Senden başkası haram!

710 30 6
                                    

Ey Edip Adanada pide ye-cümlesindeki gibi olmuştu hayatım. Aksel o cümle gibi işlemişti kalbime. Düzü de tersi de birdi benim için. Seviyordum onu. Peki evlenmek istiyormuydum onunla? Saçmalama,polisler gelmeseydi zaten evet diyecektin ona! Bu soruda problem yok. Asıl soru evliliğe hazır mıyım?-sorusu. Bu güne kadar kendim yaptım işimi,kendi yükümü kendim taşıdım. İki kişilik belki de üç kişilik -Akselin çocuk istediğini göz önüne alırsak- yükü taşıya bilirmiyim?

"Hey,Melis kalksana"

Nezarethanede de Akselle komşu olmak sabah sabah böyle uyandırılmak demek. Gerçi uyumuyordum. Böylesine sert bir zeminde nasıl uyuya bilirim ki? Sabah sabah onunla didişmeyi isteklerimin arasına almadığımdan arkam ona dönük cevapladım.

"Senin gibi bir tembelin sabah erkenden uyanması hiç hayrı alamet değil. Canın kavga etmek istiyor belli ki. Lütfen gece dertleştiğin fareyle uğraş"

Dediğimde anlamadığım bir nedenle öksürdü. Sanki kendine gel imasındaydı öksürek. Falcılığım tuttu yine.

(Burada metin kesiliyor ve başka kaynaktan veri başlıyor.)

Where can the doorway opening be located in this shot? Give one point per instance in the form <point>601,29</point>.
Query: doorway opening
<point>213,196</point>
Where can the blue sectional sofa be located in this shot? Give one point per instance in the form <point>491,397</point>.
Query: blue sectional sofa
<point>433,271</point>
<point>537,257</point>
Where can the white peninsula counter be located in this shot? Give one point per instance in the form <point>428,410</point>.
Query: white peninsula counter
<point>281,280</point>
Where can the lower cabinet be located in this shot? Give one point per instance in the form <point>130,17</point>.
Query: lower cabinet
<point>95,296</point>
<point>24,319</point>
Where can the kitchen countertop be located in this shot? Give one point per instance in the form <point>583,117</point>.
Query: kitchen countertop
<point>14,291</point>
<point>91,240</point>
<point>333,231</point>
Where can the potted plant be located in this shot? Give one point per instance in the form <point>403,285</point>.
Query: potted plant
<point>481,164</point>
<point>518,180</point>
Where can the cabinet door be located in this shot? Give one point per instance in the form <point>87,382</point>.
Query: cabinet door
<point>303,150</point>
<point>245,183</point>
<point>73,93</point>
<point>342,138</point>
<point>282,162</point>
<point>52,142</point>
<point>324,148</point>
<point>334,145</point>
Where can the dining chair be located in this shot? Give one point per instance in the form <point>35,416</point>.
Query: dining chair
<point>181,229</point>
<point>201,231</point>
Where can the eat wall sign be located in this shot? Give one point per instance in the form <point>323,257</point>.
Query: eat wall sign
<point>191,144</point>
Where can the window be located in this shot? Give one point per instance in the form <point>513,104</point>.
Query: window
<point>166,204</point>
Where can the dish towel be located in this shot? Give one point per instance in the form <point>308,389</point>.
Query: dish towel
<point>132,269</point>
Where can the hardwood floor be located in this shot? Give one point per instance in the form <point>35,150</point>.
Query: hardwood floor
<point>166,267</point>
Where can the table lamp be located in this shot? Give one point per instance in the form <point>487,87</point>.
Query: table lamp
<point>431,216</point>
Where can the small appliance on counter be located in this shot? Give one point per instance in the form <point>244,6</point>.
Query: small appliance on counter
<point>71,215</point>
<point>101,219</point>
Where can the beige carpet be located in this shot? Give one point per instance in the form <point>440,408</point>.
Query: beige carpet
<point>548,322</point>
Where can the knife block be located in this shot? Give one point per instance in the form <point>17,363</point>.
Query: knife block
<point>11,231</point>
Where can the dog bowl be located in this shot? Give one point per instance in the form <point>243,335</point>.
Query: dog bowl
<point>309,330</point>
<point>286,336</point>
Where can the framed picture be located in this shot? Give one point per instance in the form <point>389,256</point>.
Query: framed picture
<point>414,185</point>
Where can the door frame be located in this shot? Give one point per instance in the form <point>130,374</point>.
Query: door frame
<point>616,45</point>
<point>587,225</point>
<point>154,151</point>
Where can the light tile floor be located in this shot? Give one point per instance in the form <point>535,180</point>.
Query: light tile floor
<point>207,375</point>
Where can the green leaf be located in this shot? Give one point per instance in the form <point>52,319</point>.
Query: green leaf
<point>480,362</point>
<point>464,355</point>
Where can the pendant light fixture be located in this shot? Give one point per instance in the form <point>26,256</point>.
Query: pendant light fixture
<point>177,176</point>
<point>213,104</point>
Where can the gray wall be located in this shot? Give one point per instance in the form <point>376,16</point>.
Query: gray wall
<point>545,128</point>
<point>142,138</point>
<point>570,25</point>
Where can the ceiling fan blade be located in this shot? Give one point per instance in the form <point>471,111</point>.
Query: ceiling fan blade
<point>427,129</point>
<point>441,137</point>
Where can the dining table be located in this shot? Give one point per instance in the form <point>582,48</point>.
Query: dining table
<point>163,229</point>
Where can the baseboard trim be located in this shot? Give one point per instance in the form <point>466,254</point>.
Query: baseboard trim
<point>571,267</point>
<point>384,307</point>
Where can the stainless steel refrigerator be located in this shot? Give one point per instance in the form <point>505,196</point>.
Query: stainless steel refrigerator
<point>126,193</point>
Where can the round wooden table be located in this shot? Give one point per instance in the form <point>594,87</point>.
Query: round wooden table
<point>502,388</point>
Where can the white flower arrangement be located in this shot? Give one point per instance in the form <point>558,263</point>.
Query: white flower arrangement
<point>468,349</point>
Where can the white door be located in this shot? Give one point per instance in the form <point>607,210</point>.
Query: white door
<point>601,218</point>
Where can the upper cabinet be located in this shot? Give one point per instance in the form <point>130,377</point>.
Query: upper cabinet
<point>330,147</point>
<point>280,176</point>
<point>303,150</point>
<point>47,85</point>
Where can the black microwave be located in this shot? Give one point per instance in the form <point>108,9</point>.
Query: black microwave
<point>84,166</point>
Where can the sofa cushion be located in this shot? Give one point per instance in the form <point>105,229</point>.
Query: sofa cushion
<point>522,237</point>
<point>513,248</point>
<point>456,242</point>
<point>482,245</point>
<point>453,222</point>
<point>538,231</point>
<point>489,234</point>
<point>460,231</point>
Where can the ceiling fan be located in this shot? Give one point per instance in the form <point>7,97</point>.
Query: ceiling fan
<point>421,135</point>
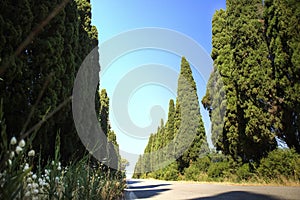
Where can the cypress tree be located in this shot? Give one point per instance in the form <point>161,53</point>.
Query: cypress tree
<point>191,124</point>
<point>240,56</point>
<point>215,98</point>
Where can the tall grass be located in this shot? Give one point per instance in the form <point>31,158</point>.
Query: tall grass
<point>21,177</point>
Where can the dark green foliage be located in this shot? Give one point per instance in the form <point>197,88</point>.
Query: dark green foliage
<point>191,127</point>
<point>245,128</point>
<point>183,133</point>
<point>282,20</point>
<point>39,77</point>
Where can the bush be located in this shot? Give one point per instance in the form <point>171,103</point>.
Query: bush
<point>243,172</point>
<point>280,164</point>
<point>219,170</point>
<point>192,173</point>
<point>171,172</point>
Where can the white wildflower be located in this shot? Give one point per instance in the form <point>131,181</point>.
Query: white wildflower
<point>13,141</point>
<point>18,149</point>
<point>22,143</point>
<point>31,153</point>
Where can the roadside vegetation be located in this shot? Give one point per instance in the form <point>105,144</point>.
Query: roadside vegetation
<point>280,167</point>
<point>252,98</point>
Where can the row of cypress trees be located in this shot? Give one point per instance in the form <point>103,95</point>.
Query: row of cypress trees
<point>256,64</point>
<point>42,45</point>
<point>253,92</point>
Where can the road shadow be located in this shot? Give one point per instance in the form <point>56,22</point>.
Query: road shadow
<point>143,194</point>
<point>146,186</point>
<point>129,182</point>
<point>144,191</point>
<point>237,195</point>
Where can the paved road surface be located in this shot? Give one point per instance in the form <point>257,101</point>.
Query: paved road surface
<point>154,189</point>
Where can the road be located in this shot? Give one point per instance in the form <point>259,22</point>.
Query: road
<point>155,189</point>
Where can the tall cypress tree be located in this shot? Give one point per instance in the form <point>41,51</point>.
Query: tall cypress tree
<point>47,66</point>
<point>282,24</point>
<point>240,55</point>
<point>215,98</point>
<point>191,126</point>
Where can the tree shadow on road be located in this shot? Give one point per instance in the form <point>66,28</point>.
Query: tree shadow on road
<point>147,191</point>
<point>237,195</point>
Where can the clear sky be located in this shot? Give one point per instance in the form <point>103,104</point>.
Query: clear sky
<point>148,101</point>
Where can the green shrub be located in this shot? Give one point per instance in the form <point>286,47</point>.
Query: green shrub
<point>170,173</point>
<point>280,164</point>
<point>219,170</point>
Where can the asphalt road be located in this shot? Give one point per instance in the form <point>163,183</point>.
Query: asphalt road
<point>155,189</point>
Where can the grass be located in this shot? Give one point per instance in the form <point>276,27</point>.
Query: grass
<point>78,180</point>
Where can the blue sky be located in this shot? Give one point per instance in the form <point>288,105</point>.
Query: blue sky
<point>112,18</point>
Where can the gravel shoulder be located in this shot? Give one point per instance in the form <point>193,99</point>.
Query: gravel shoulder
<point>157,189</point>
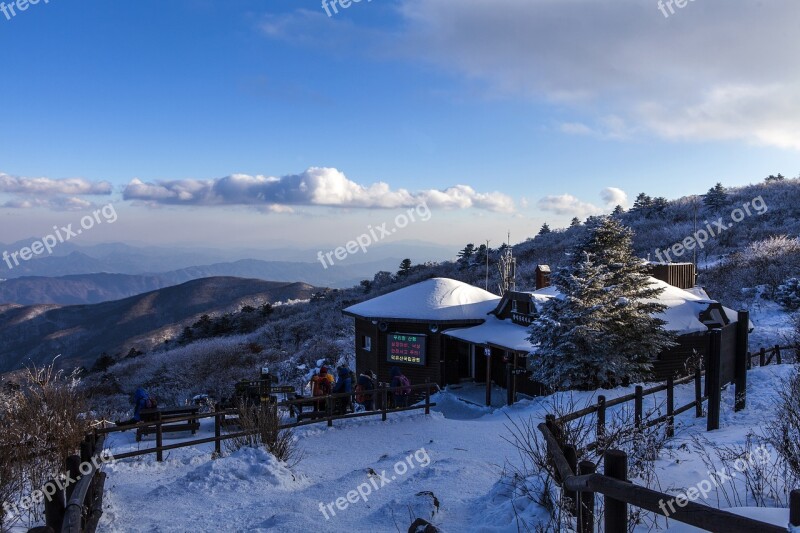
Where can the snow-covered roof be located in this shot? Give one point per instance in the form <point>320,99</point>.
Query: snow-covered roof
<point>434,300</point>
<point>683,307</point>
<point>495,331</point>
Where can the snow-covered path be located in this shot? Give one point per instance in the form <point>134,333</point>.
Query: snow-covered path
<point>457,454</point>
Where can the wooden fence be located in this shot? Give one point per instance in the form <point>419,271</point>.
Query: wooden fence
<point>581,483</point>
<point>327,416</point>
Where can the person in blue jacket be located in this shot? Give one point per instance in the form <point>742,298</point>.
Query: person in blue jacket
<point>403,390</point>
<point>343,384</point>
<point>141,400</point>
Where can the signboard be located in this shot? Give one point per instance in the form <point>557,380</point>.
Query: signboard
<point>408,349</point>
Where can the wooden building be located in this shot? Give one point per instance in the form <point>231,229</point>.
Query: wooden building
<point>404,328</point>
<point>446,332</point>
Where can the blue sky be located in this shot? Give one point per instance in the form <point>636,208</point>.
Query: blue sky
<point>222,122</point>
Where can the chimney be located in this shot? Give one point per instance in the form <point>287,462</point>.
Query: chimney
<point>542,277</point>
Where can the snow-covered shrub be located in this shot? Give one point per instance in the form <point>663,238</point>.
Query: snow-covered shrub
<point>262,425</point>
<point>43,422</point>
<point>535,478</point>
<point>783,431</point>
<point>788,294</point>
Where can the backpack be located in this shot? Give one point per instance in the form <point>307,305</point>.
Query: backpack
<point>406,390</point>
<point>323,387</point>
<point>360,396</point>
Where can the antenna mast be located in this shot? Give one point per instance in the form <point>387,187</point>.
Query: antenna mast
<point>487,265</point>
<point>508,269</point>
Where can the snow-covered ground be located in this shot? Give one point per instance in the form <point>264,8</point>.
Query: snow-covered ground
<point>457,454</point>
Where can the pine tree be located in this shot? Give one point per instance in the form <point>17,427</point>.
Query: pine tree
<point>642,204</point>
<point>465,255</point>
<point>405,268</point>
<point>659,205</point>
<point>716,197</point>
<point>602,331</point>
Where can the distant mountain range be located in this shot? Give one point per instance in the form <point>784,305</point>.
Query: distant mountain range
<point>80,333</point>
<point>105,272</point>
<point>103,287</point>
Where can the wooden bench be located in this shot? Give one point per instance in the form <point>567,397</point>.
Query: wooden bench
<point>164,415</point>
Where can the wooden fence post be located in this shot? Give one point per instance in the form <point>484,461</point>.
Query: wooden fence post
<point>74,471</point>
<point>586,508</point>
<point>698,393</point>
<point>616,466</point>
<point>794,508</point>
<point>571,455</point>
<point>713,388</point>
<point>159,441</point>
<point>742,327</point>
<point>638,406</point>
<point>54,506</point>
<point>217,432</point>
<point>86,451</point>
<point>329,407</point>
<point>670,407</point>
<point>601,419</point>
<point>427,397</point>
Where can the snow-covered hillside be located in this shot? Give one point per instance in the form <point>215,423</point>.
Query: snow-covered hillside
<point>457,454</point>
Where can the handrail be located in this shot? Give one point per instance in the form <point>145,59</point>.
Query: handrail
<point>621,490</point>
<point>691,513</point>
<point>73,512</point>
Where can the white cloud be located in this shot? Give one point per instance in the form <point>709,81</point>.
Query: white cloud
<point>612,196</point>
<point>58,203</point>
<point>314,187</point>
<point>714,70</point>
<point>566,204</point>
<point>47,186</point>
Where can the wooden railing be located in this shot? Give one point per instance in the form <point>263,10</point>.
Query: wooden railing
<point>327,416</point>
<point>581,483</point>
<point>77,507</point>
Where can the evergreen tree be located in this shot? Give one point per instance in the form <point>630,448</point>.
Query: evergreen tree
<point>465,255</point>
<point>480,254</point>
<point>405,268</point>
<point>187,336</point>
<point>716,197</point>
<point>659,205</point>
<point>642,204</point>
<point>603,329</point>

"Memur kardeş çıkabilirsiniz dedi. Sen burayı çok sevdin galiba. Baksana çıkmak istemiyorsun"

Uyarı bunun içinmiş. Falcılık yolunda irelilemeye başladığım için sevinmeyi kenara bırakıp,uzandığım tahta yatağımsı şeyden kalktım. Kalktığımda uzanmaktan kuruyan kemiklerimin giziltisini yalnızca ben duydum.

---

"Akselin hayalimdeki damat adayı olmadığını biliyorsun. Babası olmasaydı yapacaklarımı düşünemiyorum" dedi annem fısıltıyla. Babama baktığımda annemin söylediğini duyduğu için onayladı onu.

Mehmet amcaysa Aksele daha doğrusu paşa'sına sarılıyordu. Açıkcası nezaretden çıktıkdan sonra onları burda göreceğimi tahmin etmemiştim.

"Ay,Akselciğim!" Sesin geldiği tarafa gözlerimi büyüterek baktım. Ece! Benim! Evleneceğim! Adama! Sarıldı?!

"Bana bir şeyler oluyor..." diyerek babama tutundum. Gözlerimi kapattım ve o sırada Akselin sesini duydum başımın üstünden.

Sonunda onu Eceden ayırmıştım. Aslında bayılmış gibi yapmadan da gidip ellerimle ayırabilirdim. Ama Aksel onu kıskandığımı sanardı. İç sesimin devreye girmesini önlemek maksatıyla söylediklerimi düzeltdim. Kıskandığımı anlardı.

Annemler yüzüme su damlatınca gözlerimi açmak zorunda kaldım. Bizimkilerden başka polis memuru da durmuştu yanımda. Bayılmamı annem hamilelikten diye yorumlarken,Aksel gözlerini kısmış bayılmamın nedenini düşünüyordu.

"Geçmiş olsun,arkadaşlarım" diye bağırarak yanımıza koşan Can ve Begüm geldiğinde her kesin dikkati onlara yöneldi.

"Bu çocuk kim?" Dedi Ece. Can kollarını birleştirip havalı göründüğünü sandığı bakışıyla

"Ben Can. Aksel ve Melisin bir tanecik arkadaşları"

Ben gülümserken Akselin asık suratından Canı hiç sevmediğini anladım.

"Nasıl oldu da buraya düştünüz?" Annemlerin hiç sormadığı soruyu Can sorarak onları ayıltmıştı. Bravo Can!

---

"Lütfen beni affet. Başınıza bunların geleceğini düşünmemiştim"

Annemleri bir şekilde yalnış anlaşılma diyerek sakinleştirip eve gelmiştik. Ben ve Begüm odama çıkıp kaç gündür dağınık kalan odamı toplamaya başlamıştık.

Diğerleri hatta Can bile kendi deyimiyle kankası Akselle salondaydılar. Ah,Ece de ordaydı!

"Orayı iyi sil" dedim soğuk tavrımla.